Aku bereskan rumah setelah lewat idul fitri satu minggu. Alasannya, karena harga kebutuhan mulai kembali normal. Jadi bisa sedikit menghemat, 'kan.

Aku tak sendiri membereskan rumah ini. Ingat pemuda yang sering berhutang rokok? Dia sukses sekarang. Dia menambah uang untuk membereskan rumah.

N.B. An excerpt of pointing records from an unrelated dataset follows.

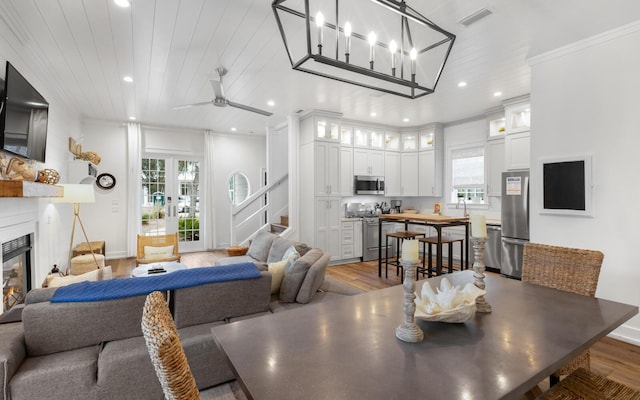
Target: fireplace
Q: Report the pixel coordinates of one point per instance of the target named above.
(16, 271)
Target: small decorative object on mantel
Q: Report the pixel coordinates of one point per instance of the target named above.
(449, 304)
(408, 331)
(479, 239)
(17, 169)
(76, 150)
(49, 176)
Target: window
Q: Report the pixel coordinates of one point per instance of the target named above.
(467, 175)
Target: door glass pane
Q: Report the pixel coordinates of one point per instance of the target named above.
(153, 196)
(189, 201)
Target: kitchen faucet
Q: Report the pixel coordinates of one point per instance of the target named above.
(464, 202)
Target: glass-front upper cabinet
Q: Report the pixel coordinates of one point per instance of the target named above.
(427, 139)
(360, 137)
(377, 139)
(409, 141)
(392, 141)
(346, 135)
(327, 129)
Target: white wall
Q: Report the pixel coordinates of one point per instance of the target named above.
(234, 153)
(52, 222)
(585, 100)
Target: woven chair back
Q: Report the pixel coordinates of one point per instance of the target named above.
(165, 350)
(563, 268)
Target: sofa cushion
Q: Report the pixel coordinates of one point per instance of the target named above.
(294, 277)
(278, 248)
(313, 280)
(217, 301)
(65, 375)
(117, 382)
(76, 325)
(206, 360)
(260, 245)
(277, 270)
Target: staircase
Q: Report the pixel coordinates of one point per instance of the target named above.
(281, 227)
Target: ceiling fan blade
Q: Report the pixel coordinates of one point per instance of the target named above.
(248, 108)
(217, 88)
(190, 105)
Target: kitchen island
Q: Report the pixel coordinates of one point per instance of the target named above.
(434, 220)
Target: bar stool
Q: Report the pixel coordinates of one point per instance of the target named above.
(449, 241)
(400, 236)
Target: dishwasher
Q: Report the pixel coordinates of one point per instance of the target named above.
(493, 248)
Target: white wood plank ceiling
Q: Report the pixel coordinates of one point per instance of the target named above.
(171, 49)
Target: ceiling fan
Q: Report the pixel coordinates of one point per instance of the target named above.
(219, 100)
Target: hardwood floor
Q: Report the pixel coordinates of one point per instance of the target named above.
(612, 358)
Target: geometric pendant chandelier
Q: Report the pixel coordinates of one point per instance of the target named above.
(377, 44)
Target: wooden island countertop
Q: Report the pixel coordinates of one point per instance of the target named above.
(433, 218)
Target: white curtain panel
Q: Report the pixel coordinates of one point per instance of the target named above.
(134, 163)
(208, 190)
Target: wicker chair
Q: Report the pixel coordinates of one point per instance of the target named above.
(583, 384)
(165, 349)
(157, 241)
(568, 269)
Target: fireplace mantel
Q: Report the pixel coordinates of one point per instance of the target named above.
(29, 189)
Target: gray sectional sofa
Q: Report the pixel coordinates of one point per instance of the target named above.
(95, 350)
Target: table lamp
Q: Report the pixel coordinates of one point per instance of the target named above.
(76, 194)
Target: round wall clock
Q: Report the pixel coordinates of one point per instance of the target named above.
(105, 181)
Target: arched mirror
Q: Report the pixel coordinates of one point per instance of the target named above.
(238, 188)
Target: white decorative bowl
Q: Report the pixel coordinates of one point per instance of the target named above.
(449, 304)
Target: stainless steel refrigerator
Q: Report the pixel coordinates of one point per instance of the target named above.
(515, 221)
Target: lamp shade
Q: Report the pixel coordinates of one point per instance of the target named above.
(77, 193)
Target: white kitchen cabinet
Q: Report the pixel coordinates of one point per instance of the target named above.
(368, 162)
(392, 174)
(327, 157)
(410, 174)
(517, 151)
(427, 176)
(346, 171)
(495, 162)
(327, 225)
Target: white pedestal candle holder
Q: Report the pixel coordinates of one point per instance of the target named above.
(478, 272)
(408, 331)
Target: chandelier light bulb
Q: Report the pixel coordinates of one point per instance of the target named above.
(393, 47)
(319, 24)
(413, 55)
(372, 39)
(347, 40)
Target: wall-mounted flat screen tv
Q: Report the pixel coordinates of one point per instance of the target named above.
(24, 117)
(567, 186)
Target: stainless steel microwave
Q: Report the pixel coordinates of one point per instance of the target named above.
(369, 184)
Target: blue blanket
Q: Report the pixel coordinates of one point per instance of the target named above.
(119, 288)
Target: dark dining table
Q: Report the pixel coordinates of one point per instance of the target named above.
(347, 348)
(433, 220)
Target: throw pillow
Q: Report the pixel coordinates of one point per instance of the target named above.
(157, 252)
(290, 256)
(95, 275)
(277, 274)
(294, 277)
(260, 245)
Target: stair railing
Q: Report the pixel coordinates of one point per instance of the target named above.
(237, 223)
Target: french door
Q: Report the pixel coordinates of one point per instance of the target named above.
(171, 199)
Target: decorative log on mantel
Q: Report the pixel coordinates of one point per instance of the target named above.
(29, 189)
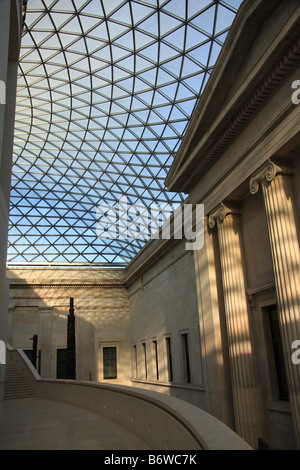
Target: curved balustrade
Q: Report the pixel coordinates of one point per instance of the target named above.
(162, 421)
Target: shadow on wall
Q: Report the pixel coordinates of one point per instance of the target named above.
(42, 309)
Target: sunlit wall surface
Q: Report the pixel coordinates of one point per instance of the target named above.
(106, 90)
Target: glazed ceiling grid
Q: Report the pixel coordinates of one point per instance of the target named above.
(106, 89)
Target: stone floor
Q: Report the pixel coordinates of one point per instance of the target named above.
(38, 424)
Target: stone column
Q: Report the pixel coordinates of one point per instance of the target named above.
(245, 386)
(46, 340)
(215, 358)
(275, 183)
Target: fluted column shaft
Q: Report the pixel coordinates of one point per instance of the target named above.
(275, 182)
(246, 392)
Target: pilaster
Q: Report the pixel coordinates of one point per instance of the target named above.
(275, 183)
(246, 390)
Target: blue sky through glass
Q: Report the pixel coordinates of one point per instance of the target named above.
(106, 90)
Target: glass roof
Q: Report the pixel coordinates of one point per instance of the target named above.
(106, 89)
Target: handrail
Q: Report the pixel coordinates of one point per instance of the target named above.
(164, 422)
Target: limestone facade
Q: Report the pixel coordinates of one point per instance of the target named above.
(225, 317)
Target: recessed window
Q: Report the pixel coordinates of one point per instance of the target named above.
(186, 369)
(169, 359)
(278, 353)
(134, 359)
(110, 363)
(145, 359)
(155, 359)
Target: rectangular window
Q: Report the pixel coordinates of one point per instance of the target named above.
(145, 359)
(155, 357)
(185, 358)
(61, 364)
(169, 359)
(134, 358)
(110, 363)
(278, 353)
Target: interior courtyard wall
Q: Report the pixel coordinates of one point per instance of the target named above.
(39, 304)
(163, 304)
(10, 35)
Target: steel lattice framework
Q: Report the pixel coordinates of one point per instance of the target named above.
(106, 89)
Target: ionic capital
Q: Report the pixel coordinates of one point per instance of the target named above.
(220, 213)
(266, 173)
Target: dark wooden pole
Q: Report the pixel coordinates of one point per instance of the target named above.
(71, 344)
(34, 350)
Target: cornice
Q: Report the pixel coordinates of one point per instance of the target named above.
(239, 121)
(220, 213)
(266, 173)
(66, 286)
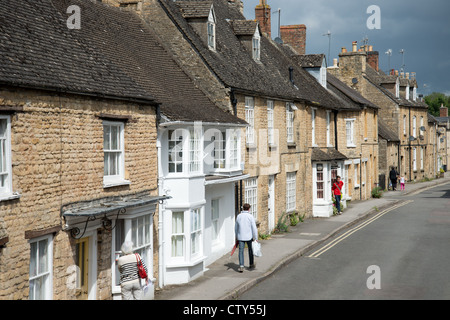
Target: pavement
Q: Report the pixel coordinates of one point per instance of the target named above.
(222, 281)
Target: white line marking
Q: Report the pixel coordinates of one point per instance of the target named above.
(353, 230)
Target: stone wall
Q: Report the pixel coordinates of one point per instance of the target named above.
(57, 158)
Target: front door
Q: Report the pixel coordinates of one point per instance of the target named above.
(271, 204)
(82, 261)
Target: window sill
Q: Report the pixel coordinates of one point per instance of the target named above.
(117, 183)
(9, 196)
(291, 144)
(183, 264)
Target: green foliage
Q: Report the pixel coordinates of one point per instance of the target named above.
(282, 224)
(435, 100)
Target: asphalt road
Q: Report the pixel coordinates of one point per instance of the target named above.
(400, 253)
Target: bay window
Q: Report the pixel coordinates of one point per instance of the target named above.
(177, 238)
(175, 159)
(250, 118)
(41, 256)
(290, 191)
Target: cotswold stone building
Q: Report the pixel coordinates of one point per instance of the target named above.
(84, 118)
(401, 110)
(242, 70)
(78, 150)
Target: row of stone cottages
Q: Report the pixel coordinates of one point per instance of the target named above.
(107, 134)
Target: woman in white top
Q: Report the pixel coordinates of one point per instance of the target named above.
(130, 283)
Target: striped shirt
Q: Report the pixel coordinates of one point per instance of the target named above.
(128, 267)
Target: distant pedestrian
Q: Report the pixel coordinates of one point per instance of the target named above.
(393, 178)
(246, 232)
(130, 283)
(402, 182)
(337, 192)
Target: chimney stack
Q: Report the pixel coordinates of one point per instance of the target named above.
(443, 111)
(238, 4)
(373, 58)
(262, 15)
(295, 36)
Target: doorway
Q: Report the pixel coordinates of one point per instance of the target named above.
(271, 202)
(82, 263)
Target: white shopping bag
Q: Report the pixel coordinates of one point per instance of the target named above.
(256, 247)
(148, 292)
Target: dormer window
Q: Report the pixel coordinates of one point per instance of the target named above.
(211, 26)
(256, 46)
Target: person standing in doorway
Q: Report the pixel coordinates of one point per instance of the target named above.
(393, 177)
(337, 191)
(246, 232)
(402, 182)
(130, 283)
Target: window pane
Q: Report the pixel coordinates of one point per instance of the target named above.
(140, 231)
(43, 261)
(114, 138)
(106, 137)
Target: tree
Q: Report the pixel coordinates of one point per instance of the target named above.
(435, 100)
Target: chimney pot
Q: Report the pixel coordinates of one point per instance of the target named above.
(263, 16)
(295, 36)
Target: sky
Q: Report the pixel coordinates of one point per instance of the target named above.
(420, 28)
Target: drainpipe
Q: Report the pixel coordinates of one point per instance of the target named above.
(161, 207)
(335, 128)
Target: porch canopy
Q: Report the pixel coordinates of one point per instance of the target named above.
(85, 213)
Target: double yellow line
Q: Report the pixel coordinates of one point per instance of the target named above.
(353, 230)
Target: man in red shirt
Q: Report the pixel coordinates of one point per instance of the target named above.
(337, 191)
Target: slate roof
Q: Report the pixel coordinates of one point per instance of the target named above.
(233, 63)
(38, 50)
(243, 27)
(379, 78)
(310, 60)
(195, 10)
(113, 53)
(352, 96)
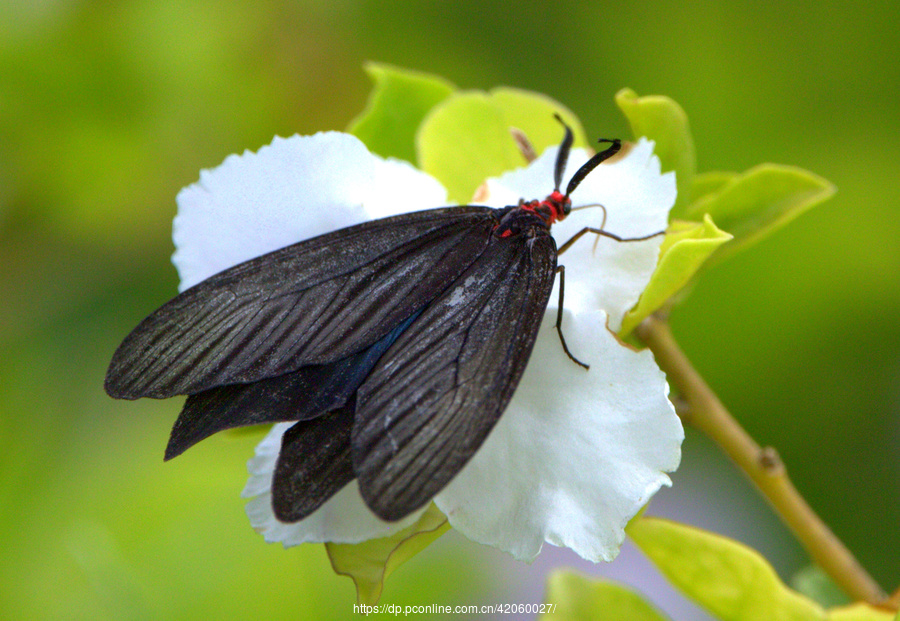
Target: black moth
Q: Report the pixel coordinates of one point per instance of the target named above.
(395, 345)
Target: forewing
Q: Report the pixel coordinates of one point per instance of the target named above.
(314, 302)
(435, 395)
(303, 394)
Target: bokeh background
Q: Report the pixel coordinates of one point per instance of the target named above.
(108, 109)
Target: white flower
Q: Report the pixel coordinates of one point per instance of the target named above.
(576, 454)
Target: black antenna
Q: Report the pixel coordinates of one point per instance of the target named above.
(563, 155)
(592, 163)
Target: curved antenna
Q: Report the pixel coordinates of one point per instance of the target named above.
(563, 155)
(591, 206)
(592, 163)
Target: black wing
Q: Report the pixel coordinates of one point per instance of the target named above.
(303, 394)
(315, 302)
(435, 395)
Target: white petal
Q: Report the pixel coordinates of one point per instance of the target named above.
(291, 190)
(342, 519)
(606, 274)
(576, 454)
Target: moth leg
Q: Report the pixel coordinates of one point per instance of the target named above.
(589, 229)
(561, 270)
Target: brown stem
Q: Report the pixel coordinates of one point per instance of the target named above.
(761, 465)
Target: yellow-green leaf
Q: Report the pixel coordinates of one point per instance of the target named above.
(861, 612)
(685, 249)
(727, 578)
(707, 183)
(755, 203)
(467, 138)
(399, 101)
(662, 120)
(533, 114)
(574, 597)
(371, 562)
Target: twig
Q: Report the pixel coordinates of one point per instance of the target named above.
(761, 465)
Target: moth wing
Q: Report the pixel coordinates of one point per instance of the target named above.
(315, 302)
(304, 394)
(434, 396)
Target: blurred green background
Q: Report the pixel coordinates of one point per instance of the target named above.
(108, 109)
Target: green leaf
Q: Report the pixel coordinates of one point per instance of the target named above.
(662, 120)
(818, 586)
(467, 138)
(399, 101)
(533, 114)
(370, 563)
(730, 580)
(685, 249)
(707, 183)
(861, 612)
(574, 597)
(759, 201)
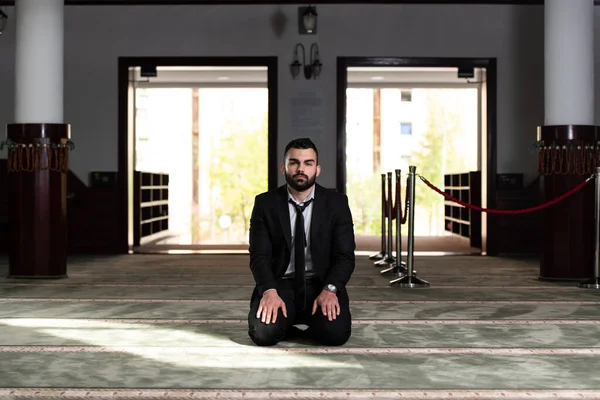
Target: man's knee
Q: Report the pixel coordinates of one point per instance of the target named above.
(265, 335)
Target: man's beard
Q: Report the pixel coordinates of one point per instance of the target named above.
(300, 186)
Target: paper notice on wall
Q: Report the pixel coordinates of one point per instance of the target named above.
(308, 115)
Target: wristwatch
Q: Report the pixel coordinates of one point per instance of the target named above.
(330, 288)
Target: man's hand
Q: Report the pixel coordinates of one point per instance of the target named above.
(269, 307)
(329, 305)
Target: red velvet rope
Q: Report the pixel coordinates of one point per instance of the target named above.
(492, 211)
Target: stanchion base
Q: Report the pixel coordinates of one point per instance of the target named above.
(396, 269)
(410, 282)
(389, 260)
(593, 283)
(379, 256)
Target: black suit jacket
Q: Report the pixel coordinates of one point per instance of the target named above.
(331, 238)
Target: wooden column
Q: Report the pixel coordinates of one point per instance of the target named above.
(567, 227)
(37, 201)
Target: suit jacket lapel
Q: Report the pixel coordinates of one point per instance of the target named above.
(284, 214)
(317, 216)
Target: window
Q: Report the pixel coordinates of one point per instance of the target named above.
(405, 128)
(406, 95)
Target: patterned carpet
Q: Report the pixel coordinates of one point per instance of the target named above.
(174, 326)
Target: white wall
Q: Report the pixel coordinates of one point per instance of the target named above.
(97, 35)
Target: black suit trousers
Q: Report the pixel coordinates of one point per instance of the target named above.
(320, 329)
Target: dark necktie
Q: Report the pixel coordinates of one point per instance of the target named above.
(299, 262)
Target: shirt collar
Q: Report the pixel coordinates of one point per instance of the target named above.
(309, 197)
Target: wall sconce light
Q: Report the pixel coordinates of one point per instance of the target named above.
(3, 21)
(312, 70)
(307, 20)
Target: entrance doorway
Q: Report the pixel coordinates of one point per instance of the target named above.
(194, 130)
(430, 113)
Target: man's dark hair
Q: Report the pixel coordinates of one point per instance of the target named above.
(303, 144)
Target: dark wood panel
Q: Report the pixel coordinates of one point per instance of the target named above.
(92, 223)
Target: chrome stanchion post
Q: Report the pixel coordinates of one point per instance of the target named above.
(389, 257)
(399, 267)
(594, 283)
(382, 253)
(410, 280)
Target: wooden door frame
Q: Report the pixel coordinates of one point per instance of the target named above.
(124, 63)
(490, 64)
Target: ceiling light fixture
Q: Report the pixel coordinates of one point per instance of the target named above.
(307, 20)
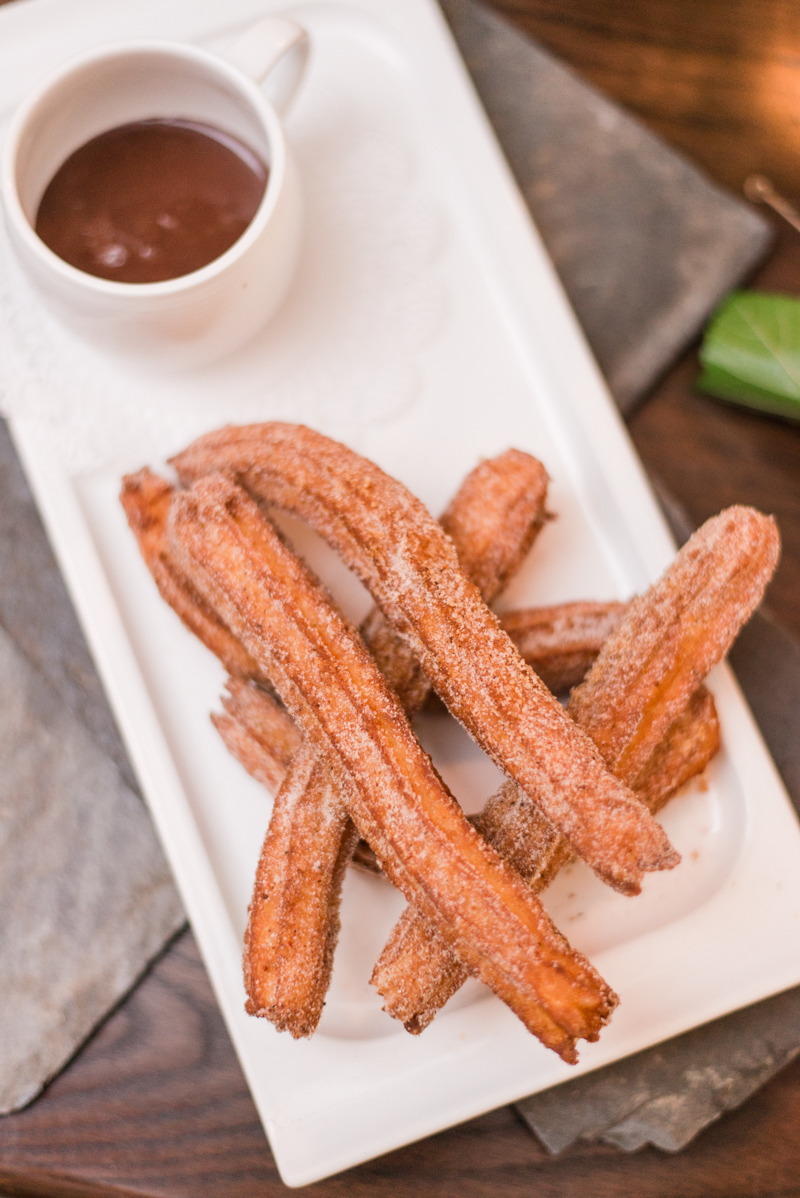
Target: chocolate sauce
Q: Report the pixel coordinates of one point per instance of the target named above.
(151, 200)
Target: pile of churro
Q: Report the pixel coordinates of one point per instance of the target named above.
(319, 712)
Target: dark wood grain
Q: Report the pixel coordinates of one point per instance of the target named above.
(156, 1103)
(156, 1106)
(717, 78)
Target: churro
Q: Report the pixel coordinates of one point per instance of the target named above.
(502, 502)
(411, 568)
(146, 498)
(417, 970)
(644, 683)
(339, 699)
(671, 636)
(561, 643)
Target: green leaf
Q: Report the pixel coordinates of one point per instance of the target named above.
(751, 352)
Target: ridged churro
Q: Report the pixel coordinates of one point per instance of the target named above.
(561, 643)
(644, 683)
(417, 970)
(146, 498)
(671, 637)
(502, 501)
(338, 697)
(410, 566)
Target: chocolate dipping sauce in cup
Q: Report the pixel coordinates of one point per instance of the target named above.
(197, 318)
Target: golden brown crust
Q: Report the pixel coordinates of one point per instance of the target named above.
(411, 568)
(146, 498)
(671, 636)
(286, 929)
(496, 516)
(259, 732)
(561, 643)
(417, 972)
(685, 751)
(646, 684)
(334, 691)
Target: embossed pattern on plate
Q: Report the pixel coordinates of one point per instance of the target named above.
(426, 330)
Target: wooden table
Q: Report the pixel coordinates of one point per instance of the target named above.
(156, 1103)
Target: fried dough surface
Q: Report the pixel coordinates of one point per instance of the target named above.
(410, 566)
(335, 694)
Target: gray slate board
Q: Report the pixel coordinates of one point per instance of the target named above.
(85, 893)
(644, 247)
(643, 242)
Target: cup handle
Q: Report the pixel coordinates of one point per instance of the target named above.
(273, 50)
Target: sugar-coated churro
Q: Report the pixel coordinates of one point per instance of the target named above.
(146, 498)
(644, 683)
(562, 642)
(411, 568)
(671, 636)
(417, 970)
(334, 691)
(504, 500)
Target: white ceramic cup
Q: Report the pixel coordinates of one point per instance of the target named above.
(194, 319)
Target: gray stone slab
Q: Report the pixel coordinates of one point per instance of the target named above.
(85, 893)
(666, 1095)
(643, 242)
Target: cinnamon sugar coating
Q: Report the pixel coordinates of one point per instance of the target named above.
(146, 498)
(261, 736)
(335, 694)
(561, 642)
(418, 973)
(643, 703)
(411, 568)
(671, 636)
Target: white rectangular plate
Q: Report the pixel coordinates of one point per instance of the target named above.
(426, 330)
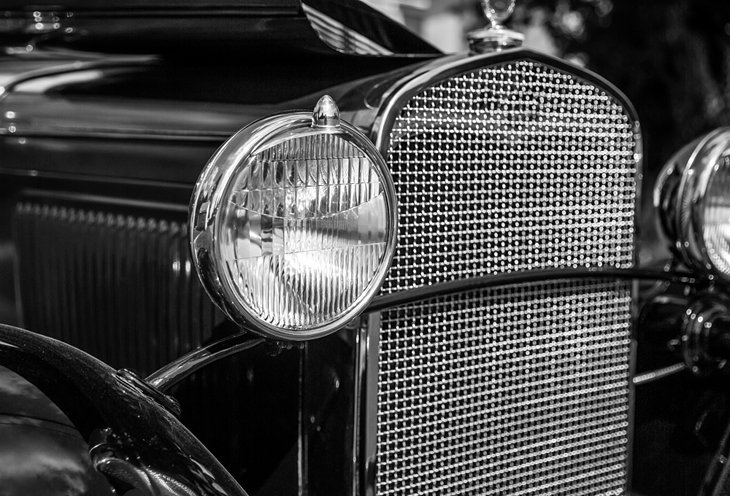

Mimpiku jadi nyata, memang tidak persis, tapi ini lebih baik dari pada tidak sama sekali. Dinding putih tanpa banyak hiasan, genting yang kini tak bocor lagi, tanaman gmelina yang kutanam pengganti pagar, dan perabotan rumah tangga yang lebih layak.

Kini masing-masing memiliki kamar, tidak hanya satu. Di masing-masing kamar pun sudah ada lemari dan ranjang, jadi tak perlu tidur di bawah. Untuk lemari lama, aku tetap memajangnya sebagai pengingat masa laluku.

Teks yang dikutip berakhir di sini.